Someone ran npx -y against 922 npm-published MCP servers, sent them JSON-RPC initialize and tools/list calls, and documented what happened. The results are rough: only 359 responded cleanly. The other 563 failed in 15 distinct ways—and most of those failures reveal a packaging problem, not an MCP problem.
The Startup Hang Problem
Two hundred sixty-one servers—28% of everything published to npm as an MCP server—never made it past their own startup. The signature is distinctive: "[stderr] connecting to upstream..." followed by silence for 120 seconds until the introspection runner gives up and kills the process. These servers spawn fine, load their packages, run constructors, and then try to phone home to their upstream API before answering the protocol handshake. Lazy-connect your external dependencies or you're in this bucket.
How the Introspection Works
The MCP protocol has a built-in discovery mechanism: send tools/list after initialize and you get back full JSON Schema for every tool the server exposes. No README scraping, no LLM interpretation—just the actual protocol doing what it's designed to do. The runner spawned npx -y per package over stdio, sent the proper JSON-RPC handshake sequence (initialize → notifications/initialized → tools/list), then captured results with a 120-second timeout and SIGTERM cleanup. Eight concurrent processes, about 25 minutes wall time for all 922 packages.
Failure Mode Breakdown
The failures fell into predictable buckets. Beyond the 261 init_timeouts: 172 had generic npm_install failures (npx itself couldn't run), 54 exited with usage errors before listing tools, and 42 needed environment variables without clear error messages. Eleven servers had broken package.json—bad main fields or missing bin targets that crash on require. These don't need credentials; they needed a smoke test before publish.
The Credential Wall
The needs_* buckets (needs_slack_token, needs_google_creds, needs_openai_key, needs_stripe_key, etc.) add up to roughly 109 servers—almost 12% of the published set. If you're populating an agent's tool list by parsing READMEs or hitting /tools without credentials, those show as zero-tool servers in your index. They're not zero-tool servers. They expose 5, 12, maybe 40 tools and they're waiting for a key you didn't supply.
Windows-Specific Gotchas
The runner ran on Windows, which introduced two fun edge cases. First: npx on Windows resolves to npx.cmd, a batch script. Node's child_process.spawn without shell:true won't invoke .cmd files—you get ENOENT even though where npx shows it on PATH. The fix is spawn('cmd', ['/c', 'npx', '-y', pkg], ...). Second: default Windows code page isn't UTF-8, so any tool description with a German umlaut, em-dash, or curly quote causes JSON parse errors unless you force encoding='utf-8' on the pipe. Three servers in this run had non-ASCII characters; without proper encoding they'd all be miscounted as crashes.

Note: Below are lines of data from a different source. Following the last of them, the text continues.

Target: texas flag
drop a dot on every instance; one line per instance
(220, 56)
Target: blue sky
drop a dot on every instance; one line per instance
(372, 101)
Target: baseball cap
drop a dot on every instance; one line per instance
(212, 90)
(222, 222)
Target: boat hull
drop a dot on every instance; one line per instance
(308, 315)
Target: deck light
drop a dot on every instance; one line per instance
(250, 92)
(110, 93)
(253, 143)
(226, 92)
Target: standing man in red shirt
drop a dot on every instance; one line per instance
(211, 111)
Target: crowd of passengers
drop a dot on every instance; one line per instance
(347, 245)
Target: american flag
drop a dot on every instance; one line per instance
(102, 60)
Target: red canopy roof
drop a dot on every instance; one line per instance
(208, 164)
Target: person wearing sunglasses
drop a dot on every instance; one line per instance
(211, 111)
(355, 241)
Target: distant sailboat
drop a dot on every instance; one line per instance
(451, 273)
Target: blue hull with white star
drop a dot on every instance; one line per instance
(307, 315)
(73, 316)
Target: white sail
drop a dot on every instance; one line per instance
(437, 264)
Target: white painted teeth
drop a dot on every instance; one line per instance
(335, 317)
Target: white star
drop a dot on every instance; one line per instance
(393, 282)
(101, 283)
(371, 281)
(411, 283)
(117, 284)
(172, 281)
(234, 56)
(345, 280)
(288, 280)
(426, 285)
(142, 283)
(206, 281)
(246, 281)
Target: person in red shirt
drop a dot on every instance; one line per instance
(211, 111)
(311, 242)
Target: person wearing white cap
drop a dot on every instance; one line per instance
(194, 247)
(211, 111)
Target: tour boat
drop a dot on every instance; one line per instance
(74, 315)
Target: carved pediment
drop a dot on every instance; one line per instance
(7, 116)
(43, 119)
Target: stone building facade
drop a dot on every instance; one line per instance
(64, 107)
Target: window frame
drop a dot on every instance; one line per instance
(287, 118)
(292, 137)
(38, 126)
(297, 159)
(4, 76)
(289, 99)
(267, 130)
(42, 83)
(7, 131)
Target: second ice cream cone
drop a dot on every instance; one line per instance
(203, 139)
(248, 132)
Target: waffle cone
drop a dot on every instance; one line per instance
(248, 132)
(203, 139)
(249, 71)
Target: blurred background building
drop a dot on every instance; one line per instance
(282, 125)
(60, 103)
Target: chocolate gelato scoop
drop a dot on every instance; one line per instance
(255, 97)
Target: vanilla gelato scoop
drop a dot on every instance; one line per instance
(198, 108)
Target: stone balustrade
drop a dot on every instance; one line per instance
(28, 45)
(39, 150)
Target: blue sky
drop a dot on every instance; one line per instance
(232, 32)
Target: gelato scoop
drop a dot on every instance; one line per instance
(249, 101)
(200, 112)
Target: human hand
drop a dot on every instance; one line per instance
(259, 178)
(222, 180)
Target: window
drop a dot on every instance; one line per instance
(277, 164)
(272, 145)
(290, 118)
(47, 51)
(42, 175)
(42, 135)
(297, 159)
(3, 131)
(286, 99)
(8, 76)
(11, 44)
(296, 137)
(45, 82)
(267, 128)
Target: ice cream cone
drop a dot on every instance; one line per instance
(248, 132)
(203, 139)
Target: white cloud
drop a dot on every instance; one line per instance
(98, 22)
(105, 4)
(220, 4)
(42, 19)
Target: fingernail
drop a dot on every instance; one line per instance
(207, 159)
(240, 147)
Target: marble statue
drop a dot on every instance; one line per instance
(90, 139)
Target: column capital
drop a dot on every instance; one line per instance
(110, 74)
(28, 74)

What MCP Server Authors Should Fix
The data points to concrete patterns: defer upstream connections until the first tool call instead of running them during initialize, don't require CLI arguments before you'll list your own tools (accept a config path from an env var or default gracefully), document required environment variables clearly in stderr messages so users get actionable errors rather than silent hangs, and ship package.json that actually points at files that exist. Eleven broken_install servers had main fields pointing at non-existent files—zero credentials needed, just a publish-time sanity check.
The Dataset
The full results—9,922 tool schemas across 922 server status rows—are published on HuggingFace as automatelab/mcp-servers-tool-catalog under CC-BY-4.0. The pipeline runs monthly via GitHub Actions and re-introspects everything on the first of each month. If your server landed in a failure bucket it shouldn't be in, open a PR against the AutomateLab-tech/mcp-tool-catalog repo.
The Bottom Line
The npm MCP ecosystem is publishing a lot of broken packages. Most failures aren't protocol issues—they're startup sequencing bugs, missing dependency deferral, and zero-effort smoke testing before publish. If you're building an MCP client or agent framework, the introspection approach here beats README parsing every time: just use the damn protocol for discovery like it was designed to do.